Energy storage deployment in 2023 set a record globally and more than doubled in the U.S., according to Bloomberg NEF’s Energy Storage Market Outlook. The report credited the rapid growth in energy storage to government targets and incentives, as well as the growing need to shift energy from the time of generation to times of peak demand. In addition to improving overall grid reliability, using energy storage to “shave” peak demand can also help insulate utilities from volatility in the pricing of electricity in wholesale markets.
Wholesale electricity prices in the U.S. were highly volatile in 2022 and likely contributed to the surge in energy storage deployments in 2023. The U.S. Energy Information Administration (EIA) said extreme weather events and increased fossil fuel costs drove wholesale electricity prices higher across all U.S. markets in 2022, and even though prices went back down in 2023, short term spikes remained a threat. The most severe example took place in the Electric Reliability Council of Texas (ERCOT), where persistent heat drove record summer demand and peak pricing exceeded $4,000 per megawatt hour (MWh).
Distribution utilities that buy electricity from wholesale markets typically protect themselves from short-term spikes in wholesale pricing by hedging—contracting in advance for electricity at lower, fixed rates, based on their forecasted needs. But demand is growing more difficult to predict with the increasing severity of weather events, the proliferation of distributed energy resources (DERs) and the unpredictability of electric vehicle (EV) charging. Utilities can use energy storage as an additional source of risk-mitigation, building up capacity to buffer against unexpected demand and the need to buy extra electricity at exorbitant prices on the spot market. Energy storage has been called the “Swiss Army knife” of solutions for today’s electric grid; increasingly, utilities are partnering with a developer to take the hassle out of financing, designing, owning, and operating an energy storage or solar-plus-storage system.
Shaving Market-Sized Peaks
Public utilities that are incorrectly hedged can cost ratepayers or members millions of dollars during a short span of market volatility. Retailers and investor-owned utilities (IOUs) have their own reasons—competition and regulators—for not wanting to pass along higher electricity costs to their ratepayers. But it’s not just short-term cost volatility that investments in power storage can help address.

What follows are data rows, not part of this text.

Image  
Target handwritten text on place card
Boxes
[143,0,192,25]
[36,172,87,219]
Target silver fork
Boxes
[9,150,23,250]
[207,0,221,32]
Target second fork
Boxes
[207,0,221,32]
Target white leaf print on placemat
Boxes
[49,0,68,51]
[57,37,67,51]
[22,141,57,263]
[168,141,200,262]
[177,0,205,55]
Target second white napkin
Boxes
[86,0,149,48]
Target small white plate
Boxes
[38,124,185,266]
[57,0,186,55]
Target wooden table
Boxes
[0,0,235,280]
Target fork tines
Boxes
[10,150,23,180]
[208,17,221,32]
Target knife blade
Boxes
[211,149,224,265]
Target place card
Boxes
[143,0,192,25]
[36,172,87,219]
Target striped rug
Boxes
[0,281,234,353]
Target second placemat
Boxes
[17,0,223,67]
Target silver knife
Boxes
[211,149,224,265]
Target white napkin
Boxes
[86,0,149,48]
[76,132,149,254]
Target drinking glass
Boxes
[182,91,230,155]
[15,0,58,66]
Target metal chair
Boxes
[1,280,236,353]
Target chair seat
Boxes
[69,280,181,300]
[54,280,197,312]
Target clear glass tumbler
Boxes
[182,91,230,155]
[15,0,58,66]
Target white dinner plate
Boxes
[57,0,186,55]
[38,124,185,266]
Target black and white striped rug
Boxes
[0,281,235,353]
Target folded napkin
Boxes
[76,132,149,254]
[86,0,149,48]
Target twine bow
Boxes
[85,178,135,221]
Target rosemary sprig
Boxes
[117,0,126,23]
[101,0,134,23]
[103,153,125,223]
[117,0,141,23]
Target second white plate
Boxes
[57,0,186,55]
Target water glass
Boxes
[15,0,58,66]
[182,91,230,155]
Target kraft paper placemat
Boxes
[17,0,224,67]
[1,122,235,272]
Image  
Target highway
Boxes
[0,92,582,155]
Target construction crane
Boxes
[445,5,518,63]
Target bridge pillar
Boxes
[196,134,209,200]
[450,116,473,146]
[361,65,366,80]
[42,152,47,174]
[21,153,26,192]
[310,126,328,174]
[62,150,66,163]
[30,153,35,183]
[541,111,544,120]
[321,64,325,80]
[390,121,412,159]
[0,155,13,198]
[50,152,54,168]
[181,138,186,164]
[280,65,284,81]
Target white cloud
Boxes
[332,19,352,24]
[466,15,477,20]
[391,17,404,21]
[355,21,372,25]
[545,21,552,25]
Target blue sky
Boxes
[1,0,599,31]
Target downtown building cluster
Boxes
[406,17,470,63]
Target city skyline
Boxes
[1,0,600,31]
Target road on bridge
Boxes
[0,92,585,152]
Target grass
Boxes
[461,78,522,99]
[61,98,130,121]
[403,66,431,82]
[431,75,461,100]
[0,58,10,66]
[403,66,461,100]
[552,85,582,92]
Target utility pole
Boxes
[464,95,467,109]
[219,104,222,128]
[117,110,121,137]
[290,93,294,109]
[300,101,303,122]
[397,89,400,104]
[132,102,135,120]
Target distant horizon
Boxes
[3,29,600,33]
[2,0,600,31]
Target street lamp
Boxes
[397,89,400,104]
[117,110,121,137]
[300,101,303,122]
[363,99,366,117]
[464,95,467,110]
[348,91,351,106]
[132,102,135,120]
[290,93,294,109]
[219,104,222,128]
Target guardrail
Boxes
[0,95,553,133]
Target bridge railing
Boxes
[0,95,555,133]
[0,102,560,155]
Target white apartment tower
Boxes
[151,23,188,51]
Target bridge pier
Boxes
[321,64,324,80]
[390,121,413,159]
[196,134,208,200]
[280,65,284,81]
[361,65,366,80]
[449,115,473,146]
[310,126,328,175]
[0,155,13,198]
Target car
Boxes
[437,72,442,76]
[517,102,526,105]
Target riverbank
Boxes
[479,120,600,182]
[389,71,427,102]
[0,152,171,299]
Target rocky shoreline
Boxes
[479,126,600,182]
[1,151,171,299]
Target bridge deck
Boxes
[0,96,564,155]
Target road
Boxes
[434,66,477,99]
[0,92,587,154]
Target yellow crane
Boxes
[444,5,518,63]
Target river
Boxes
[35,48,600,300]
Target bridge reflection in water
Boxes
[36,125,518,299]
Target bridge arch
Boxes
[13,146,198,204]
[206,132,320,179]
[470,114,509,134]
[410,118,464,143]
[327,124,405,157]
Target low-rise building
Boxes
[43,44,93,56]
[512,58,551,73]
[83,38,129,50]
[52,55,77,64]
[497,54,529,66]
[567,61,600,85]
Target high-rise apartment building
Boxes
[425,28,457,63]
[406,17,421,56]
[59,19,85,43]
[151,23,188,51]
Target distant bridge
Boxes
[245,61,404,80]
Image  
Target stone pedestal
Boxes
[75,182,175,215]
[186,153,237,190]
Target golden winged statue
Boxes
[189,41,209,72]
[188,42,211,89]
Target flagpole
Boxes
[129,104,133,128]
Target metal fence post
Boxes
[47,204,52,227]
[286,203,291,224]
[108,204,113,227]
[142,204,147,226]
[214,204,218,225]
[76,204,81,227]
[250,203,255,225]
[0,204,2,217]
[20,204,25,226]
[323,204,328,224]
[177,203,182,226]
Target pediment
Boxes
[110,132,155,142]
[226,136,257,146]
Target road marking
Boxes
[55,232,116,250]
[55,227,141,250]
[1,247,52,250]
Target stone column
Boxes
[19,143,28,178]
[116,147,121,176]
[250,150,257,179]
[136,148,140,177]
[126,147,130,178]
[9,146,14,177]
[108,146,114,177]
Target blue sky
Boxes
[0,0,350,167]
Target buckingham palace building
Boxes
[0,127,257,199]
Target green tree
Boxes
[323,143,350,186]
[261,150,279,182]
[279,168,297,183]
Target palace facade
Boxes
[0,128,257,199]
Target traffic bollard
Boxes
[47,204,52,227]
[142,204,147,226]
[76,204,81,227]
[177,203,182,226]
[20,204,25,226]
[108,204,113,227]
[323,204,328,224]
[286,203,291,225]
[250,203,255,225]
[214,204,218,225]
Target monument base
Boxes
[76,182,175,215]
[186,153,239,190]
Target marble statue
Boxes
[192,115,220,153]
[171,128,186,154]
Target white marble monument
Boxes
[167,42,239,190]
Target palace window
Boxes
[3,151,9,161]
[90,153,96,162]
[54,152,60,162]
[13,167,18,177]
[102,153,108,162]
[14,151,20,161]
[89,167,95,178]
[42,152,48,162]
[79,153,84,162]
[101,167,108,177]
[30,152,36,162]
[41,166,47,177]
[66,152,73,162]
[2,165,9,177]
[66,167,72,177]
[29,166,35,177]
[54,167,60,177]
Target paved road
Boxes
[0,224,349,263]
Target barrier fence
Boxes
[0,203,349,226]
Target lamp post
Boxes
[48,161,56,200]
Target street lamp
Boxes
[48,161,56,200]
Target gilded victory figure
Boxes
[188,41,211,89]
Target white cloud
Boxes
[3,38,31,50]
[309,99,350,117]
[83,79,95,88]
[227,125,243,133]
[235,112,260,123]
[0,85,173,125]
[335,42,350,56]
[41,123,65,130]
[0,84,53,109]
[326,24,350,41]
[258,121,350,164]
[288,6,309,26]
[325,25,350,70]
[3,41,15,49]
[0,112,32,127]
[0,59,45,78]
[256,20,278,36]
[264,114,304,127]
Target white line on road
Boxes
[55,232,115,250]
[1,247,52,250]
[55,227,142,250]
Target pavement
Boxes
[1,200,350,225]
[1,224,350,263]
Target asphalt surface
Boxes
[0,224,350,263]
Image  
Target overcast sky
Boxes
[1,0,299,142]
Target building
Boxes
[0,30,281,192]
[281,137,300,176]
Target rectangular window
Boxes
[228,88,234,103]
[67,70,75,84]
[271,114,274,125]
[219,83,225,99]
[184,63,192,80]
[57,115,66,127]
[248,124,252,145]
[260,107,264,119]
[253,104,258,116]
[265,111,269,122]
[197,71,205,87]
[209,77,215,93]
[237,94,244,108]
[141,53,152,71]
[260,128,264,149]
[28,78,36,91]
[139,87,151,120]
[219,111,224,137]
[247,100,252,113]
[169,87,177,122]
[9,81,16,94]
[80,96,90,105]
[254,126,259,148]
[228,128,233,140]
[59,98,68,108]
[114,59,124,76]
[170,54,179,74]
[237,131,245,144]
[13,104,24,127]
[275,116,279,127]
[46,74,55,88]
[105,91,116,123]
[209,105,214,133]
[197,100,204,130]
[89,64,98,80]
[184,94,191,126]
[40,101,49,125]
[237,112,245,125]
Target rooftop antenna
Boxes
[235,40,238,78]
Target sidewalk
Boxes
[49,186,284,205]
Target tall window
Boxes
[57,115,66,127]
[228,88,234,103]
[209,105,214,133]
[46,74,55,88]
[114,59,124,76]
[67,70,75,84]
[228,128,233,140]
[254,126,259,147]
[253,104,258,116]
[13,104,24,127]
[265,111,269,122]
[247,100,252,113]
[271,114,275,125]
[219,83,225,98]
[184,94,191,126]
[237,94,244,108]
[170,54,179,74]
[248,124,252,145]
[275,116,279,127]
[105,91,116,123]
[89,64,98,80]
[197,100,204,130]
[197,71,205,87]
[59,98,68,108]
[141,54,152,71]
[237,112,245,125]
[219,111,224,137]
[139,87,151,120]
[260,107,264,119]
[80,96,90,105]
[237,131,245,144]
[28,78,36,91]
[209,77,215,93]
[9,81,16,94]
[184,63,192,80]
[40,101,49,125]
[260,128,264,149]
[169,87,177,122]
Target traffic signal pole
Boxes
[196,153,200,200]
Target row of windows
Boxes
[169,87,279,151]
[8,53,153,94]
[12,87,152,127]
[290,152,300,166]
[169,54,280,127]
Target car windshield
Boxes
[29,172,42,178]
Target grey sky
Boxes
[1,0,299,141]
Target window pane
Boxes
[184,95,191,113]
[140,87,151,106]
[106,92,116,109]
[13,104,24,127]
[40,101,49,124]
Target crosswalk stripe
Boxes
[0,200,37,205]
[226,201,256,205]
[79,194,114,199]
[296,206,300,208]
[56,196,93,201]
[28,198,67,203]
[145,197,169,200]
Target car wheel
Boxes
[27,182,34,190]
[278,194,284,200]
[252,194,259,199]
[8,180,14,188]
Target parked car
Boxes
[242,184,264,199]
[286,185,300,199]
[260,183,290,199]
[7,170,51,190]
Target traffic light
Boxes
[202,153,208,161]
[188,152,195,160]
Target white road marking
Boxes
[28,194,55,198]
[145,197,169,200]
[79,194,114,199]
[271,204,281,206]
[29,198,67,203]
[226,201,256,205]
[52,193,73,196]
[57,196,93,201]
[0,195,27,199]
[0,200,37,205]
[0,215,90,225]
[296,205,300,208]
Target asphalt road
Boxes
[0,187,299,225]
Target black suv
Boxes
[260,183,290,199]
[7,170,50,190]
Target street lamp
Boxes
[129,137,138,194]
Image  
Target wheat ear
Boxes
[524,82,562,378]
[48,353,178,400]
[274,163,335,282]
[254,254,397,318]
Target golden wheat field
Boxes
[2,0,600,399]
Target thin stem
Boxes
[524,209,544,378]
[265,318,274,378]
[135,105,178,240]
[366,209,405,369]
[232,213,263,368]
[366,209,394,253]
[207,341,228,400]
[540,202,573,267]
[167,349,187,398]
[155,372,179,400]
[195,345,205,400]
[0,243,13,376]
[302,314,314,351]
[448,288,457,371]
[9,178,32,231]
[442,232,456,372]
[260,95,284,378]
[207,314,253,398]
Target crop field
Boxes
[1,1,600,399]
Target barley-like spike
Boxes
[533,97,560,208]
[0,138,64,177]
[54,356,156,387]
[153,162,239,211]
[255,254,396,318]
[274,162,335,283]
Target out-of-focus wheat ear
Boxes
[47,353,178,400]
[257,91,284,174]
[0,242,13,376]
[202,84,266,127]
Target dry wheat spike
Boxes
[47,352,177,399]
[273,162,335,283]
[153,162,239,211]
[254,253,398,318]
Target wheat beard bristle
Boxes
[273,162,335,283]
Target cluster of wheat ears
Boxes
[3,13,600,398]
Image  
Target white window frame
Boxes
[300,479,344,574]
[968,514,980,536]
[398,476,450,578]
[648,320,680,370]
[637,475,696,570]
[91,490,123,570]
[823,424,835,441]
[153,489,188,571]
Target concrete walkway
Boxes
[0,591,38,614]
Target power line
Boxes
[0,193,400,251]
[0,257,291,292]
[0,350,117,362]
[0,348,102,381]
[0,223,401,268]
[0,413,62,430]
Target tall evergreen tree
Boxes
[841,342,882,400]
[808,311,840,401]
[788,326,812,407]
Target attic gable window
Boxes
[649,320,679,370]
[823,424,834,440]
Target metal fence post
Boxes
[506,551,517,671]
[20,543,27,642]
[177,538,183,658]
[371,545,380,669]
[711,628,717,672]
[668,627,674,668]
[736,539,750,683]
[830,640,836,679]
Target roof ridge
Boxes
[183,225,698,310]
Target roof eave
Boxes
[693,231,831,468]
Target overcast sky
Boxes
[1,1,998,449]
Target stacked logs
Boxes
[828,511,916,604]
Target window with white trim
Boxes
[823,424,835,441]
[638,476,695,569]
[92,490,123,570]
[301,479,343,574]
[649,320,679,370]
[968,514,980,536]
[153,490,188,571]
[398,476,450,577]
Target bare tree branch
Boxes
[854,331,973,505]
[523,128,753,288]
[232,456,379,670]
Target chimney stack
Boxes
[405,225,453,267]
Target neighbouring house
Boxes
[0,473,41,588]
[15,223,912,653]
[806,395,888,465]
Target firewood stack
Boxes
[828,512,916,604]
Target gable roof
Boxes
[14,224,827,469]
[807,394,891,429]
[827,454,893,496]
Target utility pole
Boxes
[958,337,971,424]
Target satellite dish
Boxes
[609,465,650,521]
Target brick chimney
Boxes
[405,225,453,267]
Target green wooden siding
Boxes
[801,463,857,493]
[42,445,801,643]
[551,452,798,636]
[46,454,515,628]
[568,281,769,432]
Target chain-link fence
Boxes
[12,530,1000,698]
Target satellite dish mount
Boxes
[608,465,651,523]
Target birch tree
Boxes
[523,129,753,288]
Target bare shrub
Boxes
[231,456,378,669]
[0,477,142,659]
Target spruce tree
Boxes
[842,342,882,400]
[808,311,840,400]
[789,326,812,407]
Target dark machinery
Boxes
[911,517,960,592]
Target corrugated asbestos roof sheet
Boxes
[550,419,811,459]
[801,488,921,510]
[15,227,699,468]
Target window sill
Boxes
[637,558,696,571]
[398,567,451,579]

The aggregation of power storage in a market reduces the need for fossil fuel peaker plants. These power plants, most of which burn natural gas, are expensive to fire up and run. But utility-scale energy storage capacity (battery storage) in the U.S. is expected to nearly double in 2024 to 30 GW and continue a steep climb through the end of the decade, when total power storage capacity is expected to approach 400 gigawatt hours (GWh).
Such capacity will inevitably help reduce the need for peaker plants and help decouple wholesale electricity pricing from the influence of natural gas prices, and those of other fossil fuels. But until the generation mix shifts, electricity pricing will be tied to the geopolitical and supply forces controlling the natural gas market. The EIA describes the situation like this:
“Price changes for natural gas have an outsized influence on electricity prices because natural gas prices tend to set the marginal price of electricity during most hours in most regional markets. PJM, the largest power market, reported in its 2023 State of the Market Report for PJM covering January through September that natural gas set marginal prices 84.3% of the time in the real-time market during the first nine months of 2023.”
Ultimately, energy storage capacity on distribution networks can also help relieve some of the short-term pressure on transmission and interconnection projects as well.
Decoupling from Market Pressures
Despite changes in the generation mix, steadily increasing demand is likely to exert continued upward pressure on wholesale electricity prices. The switch to electric heating in many parts of the U.S., the adoption of EVs, the reshoring of manufacturing and power-hungry data centers are a few of the major divers, and grid planners across the U.S. expect an increase of 38 GW of peak demand by 2028.
Distribution utilities that want to insulate themselves even further from increases in wholesale electricity pricing are combining energy storage with solar generation. The economics of solar-plus-storage are well-known for the behind-the-meter applications of commercial and industrial (C&I) electricity customers. The presence of demand charges or time-of-use rates are typically responsible for generating a good return on investment (ROI) for these systems.
Cooperative utilities face similar demand charges, and the dynamics are similar for any utility that is exposed to higher peak pricing on wholesale markets. In addition, thanks to the Inflation Reduction Act (IRA), coops and munis can now, for the first time, access federal incentives for the purchase of solar-plus-storage systems.
However, investments in these systems are not without risk and requires expertise and due diligence. The ideal battery energy storage system configuration (with or without solar PV) is important to maximizing the ROI, and the system must be managed with eyes on the electricity market and the grid. Having the right operating platform and intelligence is key to maximizing system profitability and performance.
Utilities that don’t have the expertise or the bandwidth to finance, design, own, and operate an energy storage or solar-plus-storage system in house can partner with a provider who will help at each step of the way. Many utilities, particularly coops and munis, have chosen to partner with a developer rather than self-finance, own, and operate.